STANDARD: Am bekanntesten sind die Schinkenbrötchen mit Kren. Warum kommt ein Spritzer Essig drauf?

Friese: Ein Schuss Essig kommt auf den Kren, damit der nicht grau wird. Unser Fleischhauer hat ja für unseren Beinschinken eine spezielle Rezeptur, und unser Geheimnis ist, dass wir so viel aufschneiden, hundert, 200 Kilo am Tag, zu Ostern ist es noch mehr.

STANDARD: Haben Sie den "Hausfrauensalat" schon umbenannt?

Friese: Wir wollten einmal einen neuen Namen finden, aber das ist wieder eingeschlafen. Es ist nichts Böses damit gemeint, und es gibt ja auch das Diplomatensandwich, das hat auch kein Diplomat gemacht.

STANDARD: Apropos: Ihr Vater wollte, dass Sie Diplomat werden. Warum haben Sie stattdessen das Lokal Ihrer Eltern übernommen?
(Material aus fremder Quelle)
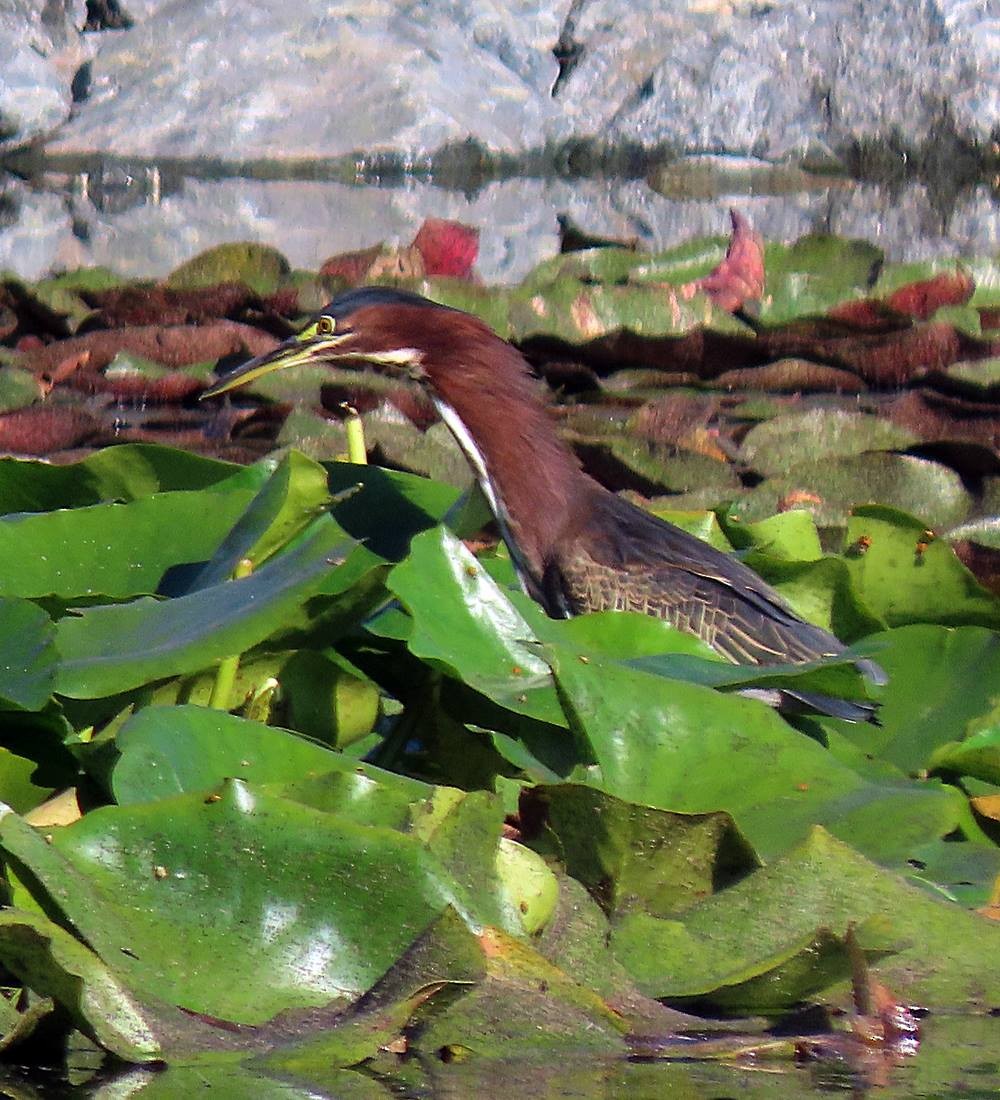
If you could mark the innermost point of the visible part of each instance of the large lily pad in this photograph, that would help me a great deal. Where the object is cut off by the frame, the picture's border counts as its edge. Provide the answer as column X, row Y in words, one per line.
column 733, row 936
column 683, row 747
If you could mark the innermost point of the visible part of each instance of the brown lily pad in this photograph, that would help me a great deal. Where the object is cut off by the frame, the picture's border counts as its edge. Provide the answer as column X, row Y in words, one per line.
column 169, row 345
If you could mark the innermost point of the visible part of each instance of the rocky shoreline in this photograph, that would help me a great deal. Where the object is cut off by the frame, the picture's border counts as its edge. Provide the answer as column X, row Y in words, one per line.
column 406, row 84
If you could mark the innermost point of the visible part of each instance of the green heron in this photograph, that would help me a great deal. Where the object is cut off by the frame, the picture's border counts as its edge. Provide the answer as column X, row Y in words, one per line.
column 577, row 547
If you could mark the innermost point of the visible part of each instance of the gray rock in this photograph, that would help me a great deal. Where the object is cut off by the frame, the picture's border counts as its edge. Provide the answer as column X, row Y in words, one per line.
column 35, row 232
column 781, row 79
column 918, row 68
column 40, row 51
column 310, row 221
column 278, row 80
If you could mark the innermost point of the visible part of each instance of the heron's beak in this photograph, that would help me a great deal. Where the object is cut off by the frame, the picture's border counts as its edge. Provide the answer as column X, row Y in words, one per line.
column 307, row 347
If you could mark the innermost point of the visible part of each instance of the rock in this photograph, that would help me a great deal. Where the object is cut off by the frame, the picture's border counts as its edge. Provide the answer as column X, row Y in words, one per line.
column 40, row 53
column 35, row 232
column 782, row 79
column 919, row 69
column 285, row 81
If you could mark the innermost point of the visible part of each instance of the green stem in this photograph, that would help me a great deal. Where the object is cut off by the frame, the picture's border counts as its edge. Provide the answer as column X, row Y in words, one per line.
column 356, row 452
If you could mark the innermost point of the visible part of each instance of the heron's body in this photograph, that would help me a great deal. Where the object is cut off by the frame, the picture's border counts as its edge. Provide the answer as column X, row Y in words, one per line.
column 577, row 547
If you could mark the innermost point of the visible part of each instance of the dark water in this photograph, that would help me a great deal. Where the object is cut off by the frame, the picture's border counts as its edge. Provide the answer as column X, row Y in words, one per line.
column 145, row 219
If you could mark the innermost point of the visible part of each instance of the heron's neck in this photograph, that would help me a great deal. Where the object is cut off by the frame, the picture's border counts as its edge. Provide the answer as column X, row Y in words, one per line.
column 529, row 476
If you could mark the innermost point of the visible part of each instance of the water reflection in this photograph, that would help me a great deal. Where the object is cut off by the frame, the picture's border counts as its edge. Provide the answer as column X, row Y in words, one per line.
column 144, row 221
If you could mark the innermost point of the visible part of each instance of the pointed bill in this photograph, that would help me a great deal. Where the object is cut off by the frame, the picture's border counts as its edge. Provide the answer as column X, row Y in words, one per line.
column 306, row 347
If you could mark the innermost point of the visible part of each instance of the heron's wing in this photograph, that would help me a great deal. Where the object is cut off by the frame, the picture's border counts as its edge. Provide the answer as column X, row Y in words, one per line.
column 626, row 559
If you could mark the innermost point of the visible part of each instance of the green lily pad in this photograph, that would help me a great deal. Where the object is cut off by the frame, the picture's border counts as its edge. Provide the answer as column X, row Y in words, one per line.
column 166, row 751
column 321, row 904
column 776, row 912
column 814, row 274
column 685, row 748
column 28, row 657
column 259, row 266
column 110, row 649
column 18, row 388
column 977, row 756
column 579, row 312
column 940, row 680
column 902, row 481
column 904, row 574
column 781, row 446
column 635, row 857
column 123, row 473
column 464, row 624
column 116, row 550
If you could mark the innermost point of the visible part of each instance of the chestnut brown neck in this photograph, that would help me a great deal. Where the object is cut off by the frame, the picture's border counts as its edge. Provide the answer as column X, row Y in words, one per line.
column 488, row 398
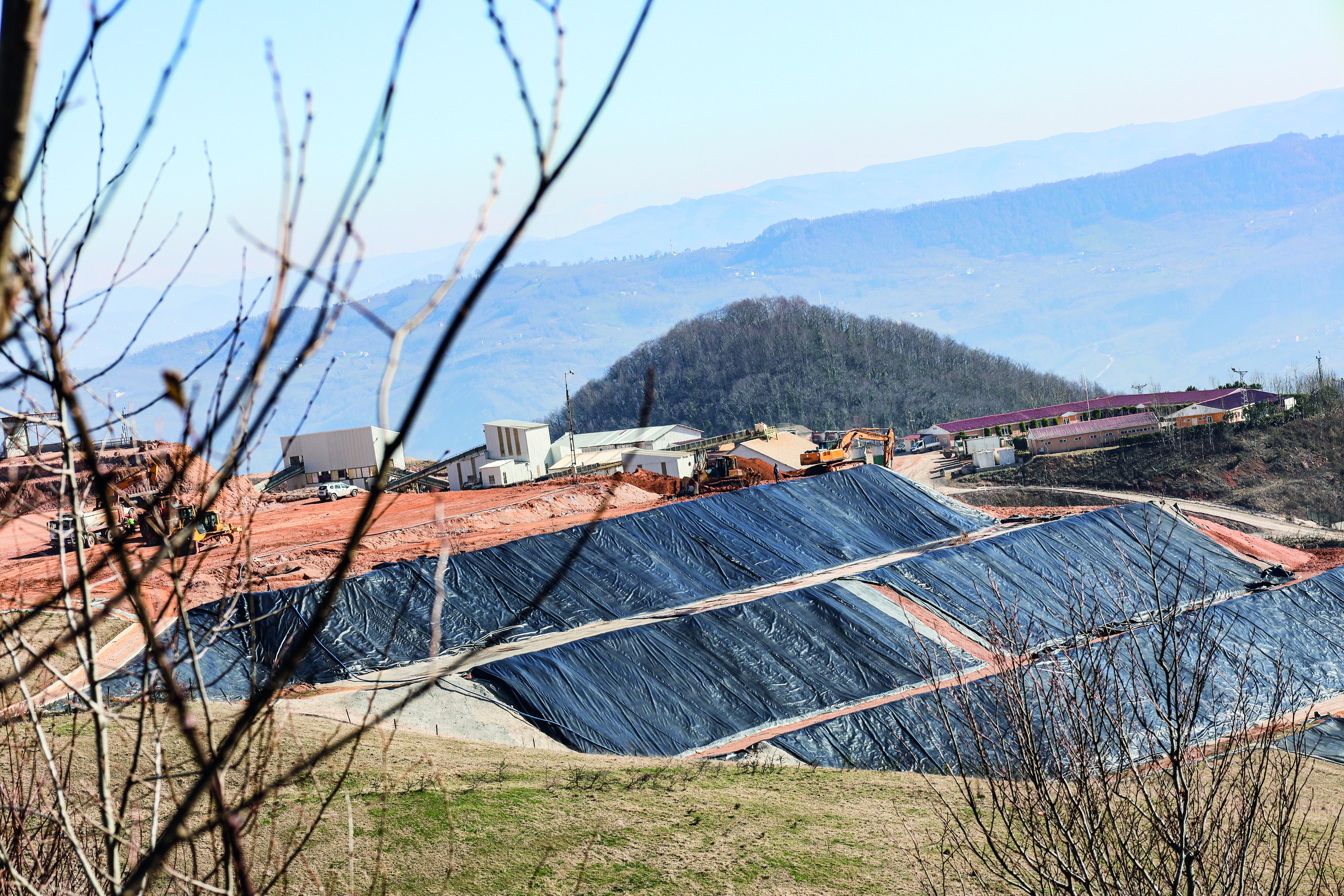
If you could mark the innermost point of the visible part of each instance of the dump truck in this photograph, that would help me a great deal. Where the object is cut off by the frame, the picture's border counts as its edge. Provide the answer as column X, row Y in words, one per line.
column 99, row 526
column 835, row 453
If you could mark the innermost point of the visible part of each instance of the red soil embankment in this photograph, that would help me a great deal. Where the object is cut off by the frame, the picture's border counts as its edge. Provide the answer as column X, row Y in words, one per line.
column 1254, row 547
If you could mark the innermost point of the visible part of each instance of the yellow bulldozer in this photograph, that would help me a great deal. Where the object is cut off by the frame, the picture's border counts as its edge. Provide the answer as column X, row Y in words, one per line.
column 165, row 518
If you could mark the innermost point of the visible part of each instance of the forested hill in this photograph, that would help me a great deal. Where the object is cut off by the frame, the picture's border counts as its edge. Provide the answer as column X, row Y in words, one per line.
column 783, row 360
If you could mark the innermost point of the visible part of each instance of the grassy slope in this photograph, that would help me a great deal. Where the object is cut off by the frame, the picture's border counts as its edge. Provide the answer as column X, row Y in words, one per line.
column 1296, row 468
column 522, row 820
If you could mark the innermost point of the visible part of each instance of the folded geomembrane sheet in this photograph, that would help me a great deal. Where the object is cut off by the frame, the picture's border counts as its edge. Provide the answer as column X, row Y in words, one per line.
column 658, row 559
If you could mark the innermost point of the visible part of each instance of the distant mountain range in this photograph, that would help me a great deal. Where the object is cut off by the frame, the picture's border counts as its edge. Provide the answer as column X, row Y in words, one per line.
column 1163, row 275
column 744, row 214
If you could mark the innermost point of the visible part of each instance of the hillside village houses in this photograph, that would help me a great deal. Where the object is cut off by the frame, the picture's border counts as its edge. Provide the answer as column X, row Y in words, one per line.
column 1084, row 434
column 519, row 452
column 338, row 456
column 1171, row 407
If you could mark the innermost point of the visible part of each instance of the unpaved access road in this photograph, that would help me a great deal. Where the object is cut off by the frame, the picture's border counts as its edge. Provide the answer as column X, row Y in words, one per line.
column 1264, row 522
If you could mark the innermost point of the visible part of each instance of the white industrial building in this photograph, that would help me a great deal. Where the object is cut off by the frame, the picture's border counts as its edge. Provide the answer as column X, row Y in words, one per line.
column 588, row 446
column 339, row 456
column 514, row 452
column 784, row 451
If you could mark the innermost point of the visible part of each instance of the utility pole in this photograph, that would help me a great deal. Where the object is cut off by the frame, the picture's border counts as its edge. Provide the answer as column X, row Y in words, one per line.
column 574, row 462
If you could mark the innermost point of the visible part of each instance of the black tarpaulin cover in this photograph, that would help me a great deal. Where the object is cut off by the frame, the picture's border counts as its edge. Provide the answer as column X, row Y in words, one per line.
column 686, row 684
column 658, row 559
column 1292, row 636
column 1053, row 580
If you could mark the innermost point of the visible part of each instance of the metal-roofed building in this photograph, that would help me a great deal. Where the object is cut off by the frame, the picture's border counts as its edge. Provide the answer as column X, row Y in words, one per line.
column 662, row 439
column 1074, row 437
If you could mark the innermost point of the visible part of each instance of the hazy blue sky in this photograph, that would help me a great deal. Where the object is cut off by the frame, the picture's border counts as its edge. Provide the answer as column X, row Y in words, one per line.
column 718, row 96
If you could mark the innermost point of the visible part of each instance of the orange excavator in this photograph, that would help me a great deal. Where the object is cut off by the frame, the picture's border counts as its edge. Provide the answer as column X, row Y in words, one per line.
column 835, row 453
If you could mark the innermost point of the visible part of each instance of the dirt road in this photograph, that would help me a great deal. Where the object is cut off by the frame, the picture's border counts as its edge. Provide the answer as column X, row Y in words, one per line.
column 1264, row 522
column 925, row 468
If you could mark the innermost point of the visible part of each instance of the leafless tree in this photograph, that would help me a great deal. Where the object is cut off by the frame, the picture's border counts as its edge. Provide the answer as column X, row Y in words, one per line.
column 174, row 791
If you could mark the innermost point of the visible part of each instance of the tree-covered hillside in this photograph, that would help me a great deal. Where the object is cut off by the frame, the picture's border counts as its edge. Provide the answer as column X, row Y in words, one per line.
column 780, row 360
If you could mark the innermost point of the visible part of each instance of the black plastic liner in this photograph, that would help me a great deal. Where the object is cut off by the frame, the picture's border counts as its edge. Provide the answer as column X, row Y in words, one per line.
column 1291, row 638
column 690, row 683
column 658, row 559
column 1323, row 740
column 1082, row 573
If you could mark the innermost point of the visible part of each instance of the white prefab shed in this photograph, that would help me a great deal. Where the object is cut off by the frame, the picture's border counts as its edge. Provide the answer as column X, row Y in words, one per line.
column 666, row 462
column 339, row 456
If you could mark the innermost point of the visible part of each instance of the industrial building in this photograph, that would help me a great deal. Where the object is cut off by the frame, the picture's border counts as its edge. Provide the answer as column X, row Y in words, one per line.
column 512, row 452
column 1073, row 437
column 1105, row 406
column 339, row 456
column 609, row 446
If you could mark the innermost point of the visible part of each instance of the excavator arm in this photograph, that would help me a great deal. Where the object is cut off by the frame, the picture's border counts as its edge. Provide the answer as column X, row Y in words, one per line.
column 842, row 451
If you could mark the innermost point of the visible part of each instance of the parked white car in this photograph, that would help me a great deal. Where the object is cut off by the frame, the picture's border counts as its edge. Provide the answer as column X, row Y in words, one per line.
column 334, row 491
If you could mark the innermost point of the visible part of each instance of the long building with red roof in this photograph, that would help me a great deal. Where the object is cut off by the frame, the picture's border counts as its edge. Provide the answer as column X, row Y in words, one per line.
column 1112, row 405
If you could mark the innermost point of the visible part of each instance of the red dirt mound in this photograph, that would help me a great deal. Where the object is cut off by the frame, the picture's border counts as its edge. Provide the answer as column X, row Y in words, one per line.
column 764, row 468
column 1252, row 546
column 1323, row 559
column 655, row 483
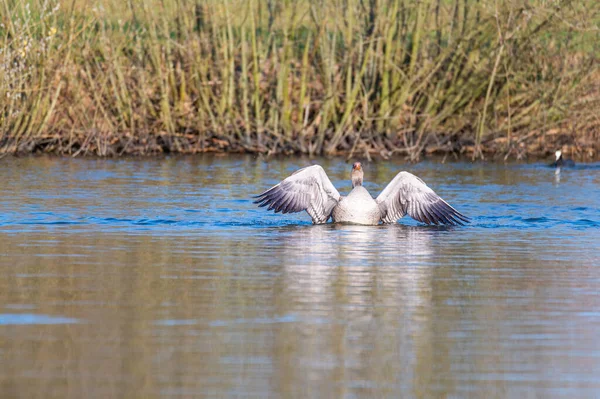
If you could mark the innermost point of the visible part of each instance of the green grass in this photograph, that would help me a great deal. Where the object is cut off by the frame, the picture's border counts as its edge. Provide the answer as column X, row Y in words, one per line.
column 308, row 76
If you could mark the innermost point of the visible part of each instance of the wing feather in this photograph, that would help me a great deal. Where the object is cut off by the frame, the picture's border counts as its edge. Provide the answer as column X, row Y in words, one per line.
column 406, row 193
column 308, row 189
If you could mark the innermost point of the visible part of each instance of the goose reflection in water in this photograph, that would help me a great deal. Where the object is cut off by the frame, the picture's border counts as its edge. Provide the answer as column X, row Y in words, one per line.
column 360, row 293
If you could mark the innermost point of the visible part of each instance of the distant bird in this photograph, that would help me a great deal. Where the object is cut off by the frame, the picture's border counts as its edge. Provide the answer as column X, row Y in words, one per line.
column 309, row 189
column 560, row 161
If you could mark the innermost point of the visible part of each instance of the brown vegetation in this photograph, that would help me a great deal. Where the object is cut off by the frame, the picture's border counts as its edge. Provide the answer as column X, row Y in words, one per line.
column 359, row 77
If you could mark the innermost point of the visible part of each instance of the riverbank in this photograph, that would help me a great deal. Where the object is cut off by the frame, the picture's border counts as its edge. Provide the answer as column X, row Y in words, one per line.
column 370, row 79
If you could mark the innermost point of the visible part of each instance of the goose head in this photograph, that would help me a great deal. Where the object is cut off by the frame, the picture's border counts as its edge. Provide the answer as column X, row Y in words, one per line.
column 558, row 154
column 357, row 174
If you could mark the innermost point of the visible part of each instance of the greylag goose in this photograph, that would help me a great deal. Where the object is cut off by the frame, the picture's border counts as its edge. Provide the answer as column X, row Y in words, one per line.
column 309, row 189
column 560, row 161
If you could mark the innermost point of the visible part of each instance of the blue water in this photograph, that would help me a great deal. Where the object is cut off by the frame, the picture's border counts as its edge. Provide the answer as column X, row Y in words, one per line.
column 160, row 277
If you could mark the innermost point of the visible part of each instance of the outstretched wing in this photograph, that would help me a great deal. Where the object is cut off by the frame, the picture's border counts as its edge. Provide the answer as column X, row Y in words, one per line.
column 406, row 193
column 308, row 189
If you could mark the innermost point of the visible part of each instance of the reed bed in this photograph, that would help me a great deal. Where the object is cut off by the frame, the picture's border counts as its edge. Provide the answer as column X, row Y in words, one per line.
column 354, row 77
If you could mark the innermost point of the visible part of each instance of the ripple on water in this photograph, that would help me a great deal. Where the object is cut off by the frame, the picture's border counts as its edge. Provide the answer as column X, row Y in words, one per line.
column 34, row 319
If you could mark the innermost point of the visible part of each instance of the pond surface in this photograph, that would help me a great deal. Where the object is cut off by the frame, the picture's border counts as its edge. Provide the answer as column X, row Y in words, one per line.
column 160, row 278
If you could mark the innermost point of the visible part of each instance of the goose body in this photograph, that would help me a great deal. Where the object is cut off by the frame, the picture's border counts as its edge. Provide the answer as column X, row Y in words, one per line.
column 309, row 189
column 358, row 207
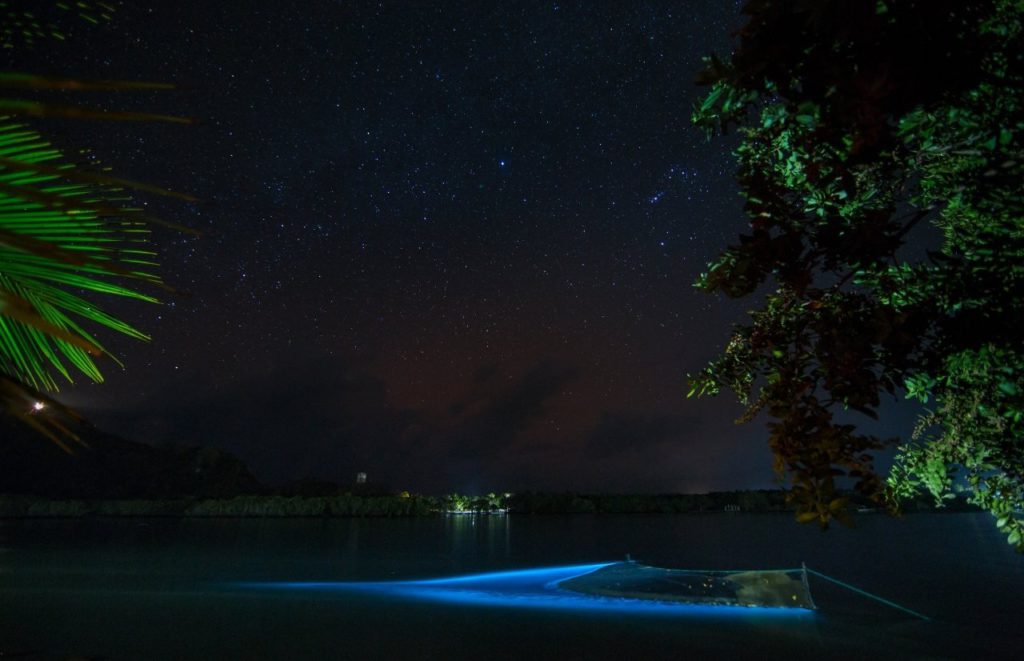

Friese: Die schulischen Leistungen waren zu schwach. Ein enger Freund meiner Eltern war Diplomat und jeden Tag auf einen Espresso bei mir. Er war ein wandelndes Geschichtslexikon, und als er schon im Ruhestand war, habe ich ihn oft nach seiner Einschätzung zu politischen Ereignissen gefragt, aber er sagte dann nur: "Ich hab mit der Politik abgeschlossen. Ich schau mir nur noch Sport im Fernsehen an." Vielleicht bin ich eines Tages wie er und schau nur noch Fußball.

STANDARD: Eishockey doch eher. Sie sind ja Eishockeyspieler.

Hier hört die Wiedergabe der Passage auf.